December 16, 2009 by admin  
Filed under News Stories

December 16, 2009

CNN

By Allan Chernoff

Federal agents Tuesday announced they have broken up five separate rings that allegedly filed $61 million in false claims with Medicare, and charged 32 people in Miami, Florida; Detroit, Michigan; and Brooklyn, New York, with a variety of schemes to defraud the health care system for the elderly and disabled.

Thirty of those charged had been arrested as of Tuesday afternoon, federal authorities said.

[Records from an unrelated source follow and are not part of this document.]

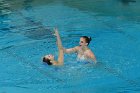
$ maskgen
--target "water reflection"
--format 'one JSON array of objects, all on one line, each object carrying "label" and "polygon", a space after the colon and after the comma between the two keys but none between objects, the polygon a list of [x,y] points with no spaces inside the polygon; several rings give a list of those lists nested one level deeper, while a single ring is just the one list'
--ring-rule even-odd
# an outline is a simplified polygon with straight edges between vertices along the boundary
[{"label": "water reflection", "polygon": [[4,0],[0,1],[0,36],[5,36],[10,33],[10,19],[8,16],[12,13],[10,4]]},{"label": "water reflection", "polygon": [[129,3],[134,3],[136,0],[120,0],[124,5],[129,5]]}]

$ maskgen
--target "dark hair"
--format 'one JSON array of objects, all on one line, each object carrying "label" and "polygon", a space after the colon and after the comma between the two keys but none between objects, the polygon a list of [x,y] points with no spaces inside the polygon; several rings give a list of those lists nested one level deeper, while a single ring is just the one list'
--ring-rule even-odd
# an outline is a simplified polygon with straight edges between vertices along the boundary
[{"label": "dark hair", "polygon": [[50,59],[43,57],[43,62],[47,63],[48,65],[52,65]]},{"label": "dark hair", "polygon": [[90,43],[90,41],[91,41],[91,37],[82,36],[82,38],[84,38],[85,41],[86,41],[86,43],[88,43],[88,45],[89,45],[89,43]]}]

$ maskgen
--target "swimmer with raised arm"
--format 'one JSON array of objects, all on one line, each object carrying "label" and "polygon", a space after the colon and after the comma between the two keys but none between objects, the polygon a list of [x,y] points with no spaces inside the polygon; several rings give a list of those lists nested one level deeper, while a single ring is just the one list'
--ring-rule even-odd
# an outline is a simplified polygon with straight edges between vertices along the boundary
[{"label": "swimmer with raised arm", "polygon": [[74,48],[64,49],[65,53],[77,53],[77,59],[78,61],[88,61],[91,60],[94,63],[96,63],[96,57],[94,53],[89,49],[88,45],[91,41],[90,37],[82,36],[80,38],[79,46],[76,46]]},{"label": "swimmer with raised arm", "polygon": [[63,52],[63,46],[61,42],[61,38],[59,35],[58,30],[55,28],[55,36],[57,38],[57,46],[58,46],[58,60],[54,59],[54,56],[49,54],[43,57],[43,62],[47,63],[48,65],[63,65],[64,63],[64,52]]}]

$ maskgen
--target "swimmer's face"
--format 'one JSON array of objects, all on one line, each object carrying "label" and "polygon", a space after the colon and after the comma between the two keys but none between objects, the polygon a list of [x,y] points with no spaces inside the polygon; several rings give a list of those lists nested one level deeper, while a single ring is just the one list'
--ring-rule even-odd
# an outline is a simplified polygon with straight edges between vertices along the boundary
[{"label": "swimmer's face", "polygon": [[81,37],[81,38],[80,38],[79,45],[80,45],[80,46],[87,46],[87,44],[88,44],[88,43],[86,42],[86,40],[85,40],[84,38]]},{"label": "swimmer's face", "polygon": [[53,55],[46,55],[45,58],[49,59],[49,60],[54,60],[54,56]]}]

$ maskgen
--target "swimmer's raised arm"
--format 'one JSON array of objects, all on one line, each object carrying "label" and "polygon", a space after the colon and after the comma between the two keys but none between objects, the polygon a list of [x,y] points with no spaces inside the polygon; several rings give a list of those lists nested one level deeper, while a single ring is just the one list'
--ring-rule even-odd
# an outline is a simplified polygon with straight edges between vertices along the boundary
[{"label": "swimmer's raised arm", "polygon": [[96,57],[94,53],[91,50],[88,50],[88,53],[86,54],[88,58],[90,58],[94,63],[97,63]]}]

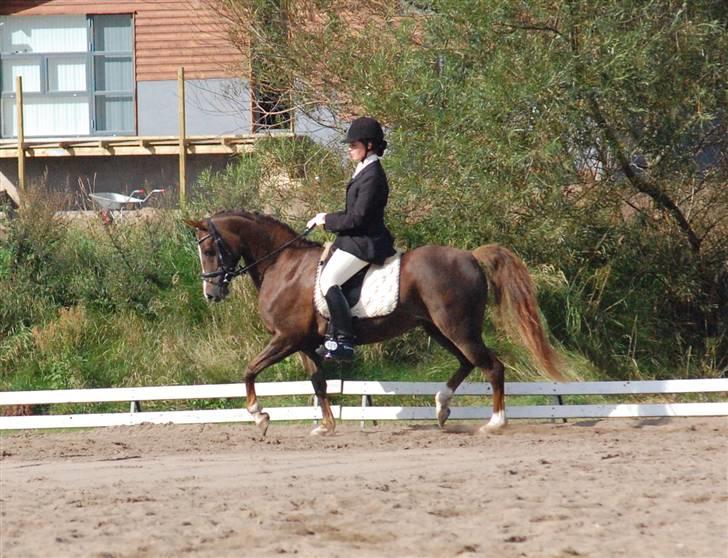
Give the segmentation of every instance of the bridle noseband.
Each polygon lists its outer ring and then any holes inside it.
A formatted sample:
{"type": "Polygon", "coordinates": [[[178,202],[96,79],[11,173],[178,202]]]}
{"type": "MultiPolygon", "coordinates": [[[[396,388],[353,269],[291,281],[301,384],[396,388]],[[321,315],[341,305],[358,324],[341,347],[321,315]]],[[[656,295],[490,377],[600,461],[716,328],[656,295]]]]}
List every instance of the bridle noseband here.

The largest case, in Miami, involved a doctor and nurses who allegedly ordered home health care services that were not medically necessary.

“When someone sends fraudulent bills to Medicare, they are stealing American taxpayer dollars that are intended for those most in need,” said Assistant Attorney General Lanny Breuer.

In Brooklyn, two people were charged with billing Medicare for expensive, custom-made orthotics for diabetic patients, when in fact they were merely providing inexpensive off-the-shelf footwear inserts, in some cases when they were not even medically necessary, said federal authorities.

The departments of Justice and Health and Human Services also announced plans to expand their joint Health Care Fraud Prevention & Enforcement Action Team to Brooklyn, Baton Rouge, Louisiana, and Tampa, Florida, to complement strike force operations already in place in Miami, Los Angeles, California; Houston, Texas; and Detroit.

Those cities are targeted because a Health and Human Services inspector general analysis of claim forms has found fraud is widespread in those seven locations.

“There are people masquerading as health care providers, who have no business claiming to be health care providers and that also constitutes a significant part of the fraudulent action we’re uncovering,” said Daniel Levinson, inspector general of the Department of Health & Human Services.

Federal Investigators consider Miami to be ground zero for health care fraud. The inspector general found that 52 percent of all Medicare home health care expenses above $100,000 were in Miami-Dade County, while only 2 percent of Medicare home health care beneficiaries actually live in that county.